The occurrence of HIV-1 subtypes in different geographical areas has been linked to socio-epidemiologic factors such as mobility and migration [32, 33]. These factors, however, cannot be confirmed for this population due to lack of data on residence and citizenship of the participants studied. However, phylogenetic analysis revealed evolutionary relationship of studied sequences with reference sequences from Nigeria, Cameroon, Kingdom of Saudi Arabia, Democratic Republic of Congo, United States of America, Peru, Uruguay and Britain.

The study observed low amplification rate of samples. This could be due to low viral loads in some samples. However, it is not entirely the reason for low amplification rate as samples with low viral loads were successfully amplified whilst others with higher loads were not amplified. Previous research shows that samples from patients with persistently low viral load could be genotyped by a nested PCR method [18, 24].

The inability to obtain peripheral blood mononuclear cells (PBMC) to amplify alongside the plasma could also account for a lower amplification rate. Amplification success with proviral DNA from PBMC was found to be relatively higher than viral RNA from plasma [22, 26]. Genotyping from plasma RNA and proviral DNA concurrently could have increased amplification success since some plasma samples may be amplified and not their PBMC samples and vice versa.
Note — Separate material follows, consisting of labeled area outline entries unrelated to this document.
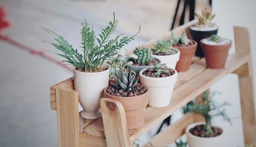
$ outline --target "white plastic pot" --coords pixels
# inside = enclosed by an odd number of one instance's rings
[[[109,84],[110,66],[104,63],[106,69],[97,73],[85,73],[73,69],[75,90],[78,92],[79,102],[83,109],[80,115],[87,119],[96,119],[101,116],[99,111],[100,99]]]
[[[174,54],[159,55],[153,54],[152,56],[152,57],[159,60],[161,64],[166,64],[168,68],[175,69],[180,55],[180,52],[178,49],[177,51],[177,52]]]
[[[185,133],[187,141],[190,147],[224,147],[225,137],[224,131],[221,127],[213,125],[222,129],[222,133],[220,135],[214,137],[201,137],[195,136],[189,132],[189,130],[197,125],[205,124],[205,122],[198,122],[191,124],[186,128]]]
[[[148,105],[154,107],[164,107],[170,103],[174,85],[177,82],[178,72],[168,77],[163,78],[150,77],[142,73],[147,69],[140,71],[140,80],[148,87]]]

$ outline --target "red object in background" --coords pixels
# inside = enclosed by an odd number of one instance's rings
[[[9,25],[9,23],[5,19],[6,16],[6,13],[5,12],[4,7],[0,6],[0,31],[7,28]]]

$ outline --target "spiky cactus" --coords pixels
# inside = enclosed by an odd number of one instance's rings
[[[152,48],[153,54],[160,55],[174,54],[177,52],[177,49],[173,47],[169,40],[160,40]]]
[[[115,80],[116,84],[110,82],[111,85],[116,90],[125,90],[125,91],[134,92],[136,90],[136,85],[139,80],[139,76],[132,76],[131,67],[128,66],[127,72],[121,70],[115,73]]]
[[[215,14],[212,15],[211,10],[205,8],[202,11],[202,16],[195,13],[195,15],[198,18],[199,22],[196,24],[195,26],[201,28],[206,26],[213,27],[215,26],[215,23],[212,23],[211,21],[215,16]]]
[[[175,144],[176,144],[177,147],[186,147],[187,146],[187,142],[182,142],[181,139],[180,140],[180,142],[176,142],[175,141]]]
[[[221,37],[217,35],[214,35],[210,37],[210,40],[216,43],[219,43],[221,42]]]
[[[137,47],[134,54],[138,56],[138,58],[135,60],[135,62],[139,65],[146,65],[151,61],[151,52],[146,47]]]

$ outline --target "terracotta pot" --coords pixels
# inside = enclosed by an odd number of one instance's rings
[[[146,69],[140,72],[141,83],[148,87],[148,105],[154,107],[164,107],[169,105],[174,85],[177,82],[178,72],[168,77],[162,78],[150,77],[142,73]]]
[[[136,97],[119,97],[108,94],[106,90],[104,90],[104,98],[118,101],[123,105],[128,129],[139,128],[144,124],[146,107],[148,103],[148,91]]]
[[[204,51],[207,68],[211,69],[222,69],[225,67],[228,51],[232,42],[222,45],[209,45],[203,43],[205,39],[201,40],[201,46]]]
[[[79,102],[83,109],[80,115],[83,118],[96,119],[101,116],[99,101],[109,83],[110,66],[104,63],[103,67],[108,69],[96,73],[73,70],[75,90],[78,92]]]
[[[203,49],[201,47],[200,40],[202,39],[210,37],[213,35],[217,35],[218,33],[218,27],[216,30],[207,31],[200,31],[197,30],[194,30],[189,27],[190,32],[192,38],[194,40],[196,41],[197,43],[197,50],[196,50],[196,55],[200,57],[204,57]]]
[[[177,63],[176,70],[178,72],[186,71],[189,69],[191,59],[197,49],[197,43],[191,40],[194,45],[187,46],[177,46],[180,51],[180,60]]]
[[[205,124],[205,122],[198,122],[191,124],[186,128],[185,133],[187,141],[190,147],[224,147],[223,142],[226,141],[224,135],[224,131],[222,129],[223,132],[219,136],[213,137],[201,137],[195,136],[189,132],[189,130],[197,125]],[[221,127],[213,125],[220,128]]]

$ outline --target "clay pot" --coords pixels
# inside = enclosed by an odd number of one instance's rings
[[[180,60],[177,63],[176,70],[178,72],[188,70],[192,62],[191,59],[197,49],[197,43],[191,40],[194,45],[187,46],[176,46],[180,51]]]
[[[203,49],[201,47],[200,40],[202,39],[210,37],[213,35],[217,35],[218,33],[218,27],[216,30],[207,31],[200,31],[197,30],[194,30],[189,27],[190,32],[192,38],[194,40],[196,41],[197,43],[197,50],[196,50],[196,55],[200,57],[204,57]]]
[[[174,85],[178,78],[178,72],[168,77],[162,78],[150,77],[144,76],[142,73],[146,69],[140,72],[140,79],[142,83],[148,87],[148,105],[153,107],[164,107],[169,105]]]
[[[209,45],[203,43],[205,39],[201,40],[201,46],[204,51],[207,68],[222,69],[225,67],[228,51],[231,47],[231,41],[221,45]]]
[[[224,135],[223,129],[222,129],[223,132],[219,136],[213,137],[201,137],[195,136],[189,132],[189,130],[195,127],[197,125],[205,124],[205,122],[198,122],[191,124],[186,128],[185,133],[187,137],[187,141],[190,147],[221,147],[223,145],[223,142],[225,142],[225,137]],[[217,127],[220,128],[221,127],[213,125],[214,127]]]
[[[136,97],[119,97],[108,94],[106,90],[104,90],[104,98],[118,101],[123,105],[128,129],[139,128],[144,124],[146,107],[148,103],[148,91]]]

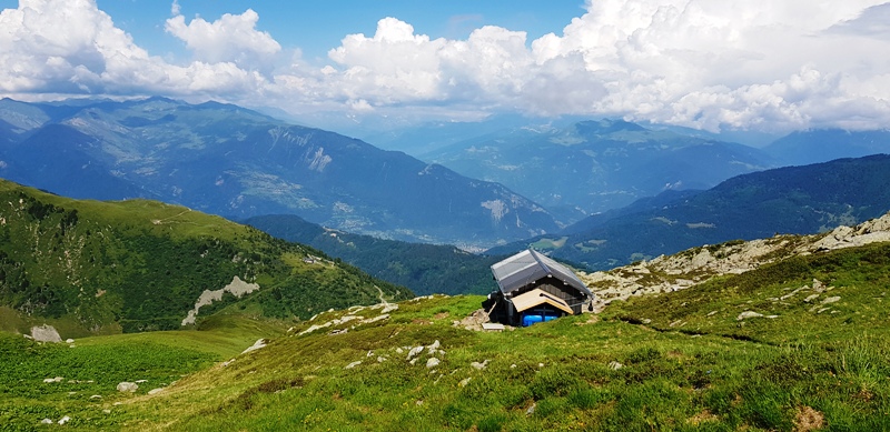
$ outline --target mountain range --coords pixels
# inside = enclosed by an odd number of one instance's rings
[[[0,330],[171,330],[226,307],[306,320],[412,297],[313,248],[188,208],[71,200],[0,181]]]
[[[516,127],[421,158],[505,184],[566,221],[772,167],[769,154],[748,145],[623,120]]]
[[[249,218],[244,223],[276,238],[308,244],[417,295],[487,294],[491,265],[504,257],[479,255],[445,244],[383,240],[324,228],[294,214]]]
[[[491,249],[530,245],[604,270],[681,250],[777,233],[810,234],[890,210],[890,155],[839,159],[734,177],[706,191],[670,191],[604,212],[561,233]]]
[[[72,198],[158,199],[229,218],[294,213],[468,248],[557,228],[500,184],[215,102],[4,99],[0,139],[0,175]]]

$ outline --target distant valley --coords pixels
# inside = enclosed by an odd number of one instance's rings
[[[230,218],[296,213],[479,249],[552,232],[501,184],[235,106],[0,101],[0,177],[72,198],[149,198]]]
[[[782,234],[809,234],[890,210],[890,155],[739,175],[706,191],[665,192],[583,220],[562,233],[494,248],[534,247],[605,270],[660,254]]]

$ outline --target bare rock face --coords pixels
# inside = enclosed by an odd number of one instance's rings
[[[59,332],[56,331],[56,328],[48,324],[43,324],[40,326],[32,326],[31,338],[33,338],[38,342],[59,343],[62,341],[62,336],[59,335]]]

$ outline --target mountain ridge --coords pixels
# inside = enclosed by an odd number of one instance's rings
[[[0,148],[0,174],[65,195],[144,197],[237,219],[296,213],[347,231],[476,248],[557,228],[501,184],[237,106],[3,106],[0,118],[42,117]],[[72,181],[80,174],[90,184]],[[112,187],[100,192],[102,183]]]

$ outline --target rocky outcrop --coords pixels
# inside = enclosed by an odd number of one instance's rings
[[[198,298],[198,301],[195,302],[195,309],[188,311],[188,315],[186,315],[186,318],[182,319],[181,325],[194,324],[195,319],[198,317],[198,311],[200,311],[201,307],[206,307],[216,301],[221,301],[222,294],[227,292],[240,299],[243,295],[249,294],[257,290],[259,290],[259,284],[247,283],[237,275],[231,279],[231,283],[219,290],[212,290],[212,291],[204,290],[201,295]]]
[[[610,271],[580,272],[578,277],[596,294],[594,310],[599,311],[614,300],[678,291],[714,277],[744,273],[792,255],[888,241],[890,213],[856,227],[838,227],[823,234],[777,235],[748,242],[704,245]]]
[[[62,341],[62,336],[59,335],[59,332],[56,331],[56,328],[52,325],[43,324],[39,326],[31,328],[31,338],[38,342],[55,342],[59,343]]]

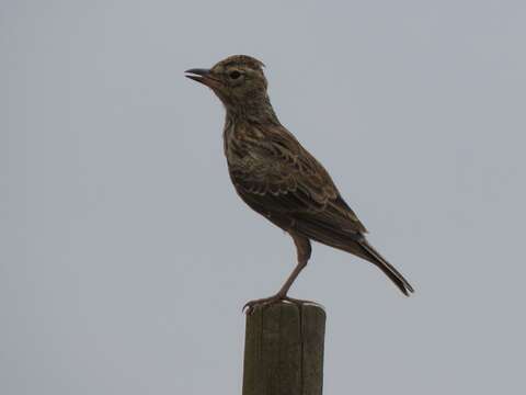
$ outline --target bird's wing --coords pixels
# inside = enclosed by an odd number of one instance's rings
[[[265,128],[261,136],[241,139],[241,159],[229,162],[236,190],[252,208],[318,240],[367,232],[323,166],[286,128]]]

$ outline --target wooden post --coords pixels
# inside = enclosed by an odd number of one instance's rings
[[[321,395],[325,312],[281,302],[247,316],[243,395]]]

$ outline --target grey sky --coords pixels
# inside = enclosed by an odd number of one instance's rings
[[[2,1],[0,393],[241,391],[295,264],[185,79],[266,64],[282,122],[415,286],[315,245],[325,394],[525,393],[524,1]]]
Despite these limitations, the study obtained data that is important for HIV management in Ghana.

Conclusions

This study found major drug resistance mutations, E138A and K65R that respectively confer high level resistance to NNRTIs and NRTIs. Although, CRF02_AG was most predominant, the recorded percentage of subtype B and the evolutionary relationship inferred by phylogenetic analysis may suggest possible subtype importation. A more prospective and detailed analysis is needed to establish this phenomenon. The data obtained is useful for the selection of drugs for ART initiation to maximize therapeutic outcomes in drug-naïve HIV-1 patients in Ghana. Continuous surveillance for drug resistance mutations and subtype diversity in population groups is therefore imperative for effective ART outcomes.